Chez mon frère, on dîne sous le châtaigner. Il a fait un feu dans le jardin. C’est une très belle soirée. On parle des malheurs, on a des fous rires, on parle des ruines à transformer en maison, des aventures, on parle des objets qu’il entasse, de ceux qui serviront en cas de guerre – des radios CB, une éolienne, des vélos, des ronéotypeuses… – comme autant de trésors. Lui et mon fils s’endorment sous les étoiles au coin du feu. Au petit matin, je les vois dans le jardin enroulés dans leur duvet, les corps à moitié sur les coussins, mes deux hippies je pense, ma seule famille, mes deux amours.

Pour un autre livre, que j’écris depuis quelques mois (en réalité, depuis quelques années), j’ai écouté des gens parler devant l’immeuble abandonné : chaque passant avait son histoire.

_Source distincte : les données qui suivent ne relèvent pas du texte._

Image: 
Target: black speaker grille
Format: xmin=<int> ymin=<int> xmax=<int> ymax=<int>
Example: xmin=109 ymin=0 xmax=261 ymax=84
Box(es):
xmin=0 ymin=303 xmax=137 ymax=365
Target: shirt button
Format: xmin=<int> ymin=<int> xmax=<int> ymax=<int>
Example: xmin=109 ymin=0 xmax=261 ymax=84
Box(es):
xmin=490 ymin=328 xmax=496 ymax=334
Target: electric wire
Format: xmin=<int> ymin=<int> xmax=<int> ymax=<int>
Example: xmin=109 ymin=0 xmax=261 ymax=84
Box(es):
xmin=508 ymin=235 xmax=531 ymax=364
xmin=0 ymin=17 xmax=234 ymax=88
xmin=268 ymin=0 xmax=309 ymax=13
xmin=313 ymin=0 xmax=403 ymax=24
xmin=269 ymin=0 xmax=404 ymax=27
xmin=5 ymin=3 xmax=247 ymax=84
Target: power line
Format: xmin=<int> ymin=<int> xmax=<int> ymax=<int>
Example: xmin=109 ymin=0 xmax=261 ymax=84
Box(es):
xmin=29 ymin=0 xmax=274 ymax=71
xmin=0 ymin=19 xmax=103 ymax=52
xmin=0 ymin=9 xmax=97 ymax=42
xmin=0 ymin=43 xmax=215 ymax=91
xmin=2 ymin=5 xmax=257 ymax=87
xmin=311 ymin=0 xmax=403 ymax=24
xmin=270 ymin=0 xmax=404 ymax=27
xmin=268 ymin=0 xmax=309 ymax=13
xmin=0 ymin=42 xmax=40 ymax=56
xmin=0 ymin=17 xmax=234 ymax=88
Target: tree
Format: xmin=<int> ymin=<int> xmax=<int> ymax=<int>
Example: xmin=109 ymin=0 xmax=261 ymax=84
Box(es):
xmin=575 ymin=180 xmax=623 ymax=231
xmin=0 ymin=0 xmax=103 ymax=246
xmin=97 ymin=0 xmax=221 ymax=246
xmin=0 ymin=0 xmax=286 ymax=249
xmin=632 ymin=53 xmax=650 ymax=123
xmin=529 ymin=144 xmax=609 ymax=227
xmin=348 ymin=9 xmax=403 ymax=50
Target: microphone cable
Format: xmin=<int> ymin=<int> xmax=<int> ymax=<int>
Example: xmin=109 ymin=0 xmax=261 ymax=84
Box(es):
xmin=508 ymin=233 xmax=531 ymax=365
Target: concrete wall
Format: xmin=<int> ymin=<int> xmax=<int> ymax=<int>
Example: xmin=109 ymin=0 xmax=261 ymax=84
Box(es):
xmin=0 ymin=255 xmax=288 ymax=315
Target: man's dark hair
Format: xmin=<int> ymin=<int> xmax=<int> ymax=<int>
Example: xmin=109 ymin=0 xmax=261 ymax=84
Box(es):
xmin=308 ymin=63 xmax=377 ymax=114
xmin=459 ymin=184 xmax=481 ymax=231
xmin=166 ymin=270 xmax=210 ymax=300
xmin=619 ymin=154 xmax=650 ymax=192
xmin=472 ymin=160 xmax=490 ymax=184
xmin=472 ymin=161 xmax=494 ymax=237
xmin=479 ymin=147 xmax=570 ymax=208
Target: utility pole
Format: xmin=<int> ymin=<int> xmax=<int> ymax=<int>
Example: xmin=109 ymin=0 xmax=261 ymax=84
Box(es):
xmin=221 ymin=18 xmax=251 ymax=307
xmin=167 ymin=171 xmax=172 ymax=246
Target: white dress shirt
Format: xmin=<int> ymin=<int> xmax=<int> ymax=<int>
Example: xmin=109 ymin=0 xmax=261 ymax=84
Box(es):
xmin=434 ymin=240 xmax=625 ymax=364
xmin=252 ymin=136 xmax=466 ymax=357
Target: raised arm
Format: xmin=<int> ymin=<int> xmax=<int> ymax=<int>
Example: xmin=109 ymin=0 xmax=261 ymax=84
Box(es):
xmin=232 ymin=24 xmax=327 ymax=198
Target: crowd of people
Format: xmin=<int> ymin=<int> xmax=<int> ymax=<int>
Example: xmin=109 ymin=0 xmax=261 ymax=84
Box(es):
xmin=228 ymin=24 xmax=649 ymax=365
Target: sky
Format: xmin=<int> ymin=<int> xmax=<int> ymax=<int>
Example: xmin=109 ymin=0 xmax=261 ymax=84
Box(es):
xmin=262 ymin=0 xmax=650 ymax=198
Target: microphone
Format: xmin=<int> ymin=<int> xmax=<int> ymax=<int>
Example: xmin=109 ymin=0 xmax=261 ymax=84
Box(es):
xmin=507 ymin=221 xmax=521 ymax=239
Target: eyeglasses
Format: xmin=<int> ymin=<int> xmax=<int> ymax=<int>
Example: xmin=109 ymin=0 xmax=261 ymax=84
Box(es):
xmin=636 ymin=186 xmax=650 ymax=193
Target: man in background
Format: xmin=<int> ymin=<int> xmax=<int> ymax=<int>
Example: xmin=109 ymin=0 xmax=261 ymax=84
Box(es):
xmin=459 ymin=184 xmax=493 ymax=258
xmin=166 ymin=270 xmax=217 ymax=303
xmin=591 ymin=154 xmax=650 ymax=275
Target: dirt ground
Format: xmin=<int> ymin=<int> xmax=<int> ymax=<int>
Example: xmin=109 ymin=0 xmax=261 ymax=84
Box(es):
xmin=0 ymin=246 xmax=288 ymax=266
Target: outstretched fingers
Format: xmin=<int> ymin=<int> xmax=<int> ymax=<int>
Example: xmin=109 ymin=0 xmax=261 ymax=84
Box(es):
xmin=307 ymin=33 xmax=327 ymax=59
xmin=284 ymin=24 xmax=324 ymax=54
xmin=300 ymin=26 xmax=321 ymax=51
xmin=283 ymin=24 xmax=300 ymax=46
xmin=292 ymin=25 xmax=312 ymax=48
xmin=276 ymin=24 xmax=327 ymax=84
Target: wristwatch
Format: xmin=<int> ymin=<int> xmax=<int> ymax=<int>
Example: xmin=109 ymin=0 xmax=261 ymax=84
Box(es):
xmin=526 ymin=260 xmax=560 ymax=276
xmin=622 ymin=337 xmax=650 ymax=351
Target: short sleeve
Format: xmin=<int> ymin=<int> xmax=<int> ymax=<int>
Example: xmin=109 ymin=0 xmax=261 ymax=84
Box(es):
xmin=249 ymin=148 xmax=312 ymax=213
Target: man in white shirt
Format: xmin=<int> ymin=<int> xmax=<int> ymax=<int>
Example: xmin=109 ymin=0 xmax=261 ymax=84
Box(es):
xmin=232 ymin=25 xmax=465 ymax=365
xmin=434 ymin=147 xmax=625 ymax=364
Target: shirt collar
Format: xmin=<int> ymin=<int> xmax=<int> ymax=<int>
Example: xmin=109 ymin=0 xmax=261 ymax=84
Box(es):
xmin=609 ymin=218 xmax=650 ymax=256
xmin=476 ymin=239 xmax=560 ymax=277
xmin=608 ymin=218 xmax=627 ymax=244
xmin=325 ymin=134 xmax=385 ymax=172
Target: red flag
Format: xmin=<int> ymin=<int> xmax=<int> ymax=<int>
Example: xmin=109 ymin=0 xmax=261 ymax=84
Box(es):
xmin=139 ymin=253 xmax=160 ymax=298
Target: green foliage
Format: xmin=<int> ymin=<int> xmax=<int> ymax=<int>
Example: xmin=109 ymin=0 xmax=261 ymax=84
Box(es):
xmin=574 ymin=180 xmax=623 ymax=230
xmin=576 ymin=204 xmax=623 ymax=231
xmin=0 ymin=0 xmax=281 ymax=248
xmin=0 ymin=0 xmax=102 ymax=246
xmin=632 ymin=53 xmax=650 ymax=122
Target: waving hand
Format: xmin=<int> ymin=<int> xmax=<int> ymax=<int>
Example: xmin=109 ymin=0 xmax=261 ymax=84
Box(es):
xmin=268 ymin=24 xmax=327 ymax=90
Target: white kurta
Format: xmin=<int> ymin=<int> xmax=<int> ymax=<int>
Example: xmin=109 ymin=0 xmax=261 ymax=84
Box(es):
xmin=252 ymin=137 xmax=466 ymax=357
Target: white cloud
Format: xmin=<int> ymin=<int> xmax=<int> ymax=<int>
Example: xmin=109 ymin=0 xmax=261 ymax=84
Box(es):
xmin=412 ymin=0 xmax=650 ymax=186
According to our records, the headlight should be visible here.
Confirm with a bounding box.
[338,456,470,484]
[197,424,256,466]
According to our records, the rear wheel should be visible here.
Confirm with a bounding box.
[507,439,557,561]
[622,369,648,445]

Le Signal, de plus en plus vide, en attente de destruction, devient la scène des rumeurs.
Le Signal, au bout du front de mer, comme une promenade sinistre.
Moi, je ne vois plus que la mer à travers ses fenêtres, et je trouve ça d’une poésie folle. Qu’est-ce que je regarde que cette dame à côté de moi ne voit pas ?
Est-ce que si je lui raconte ce que je vois, si je lui avoue que j’y vois double, elle comprendra ?

Voila c’est un été comme ça, de double-vues et d’yeux fermés. Mais c’était la première fois que j’allais dans un pays sans nuit, c’est sûrement ça : j’ai l’œil troublé.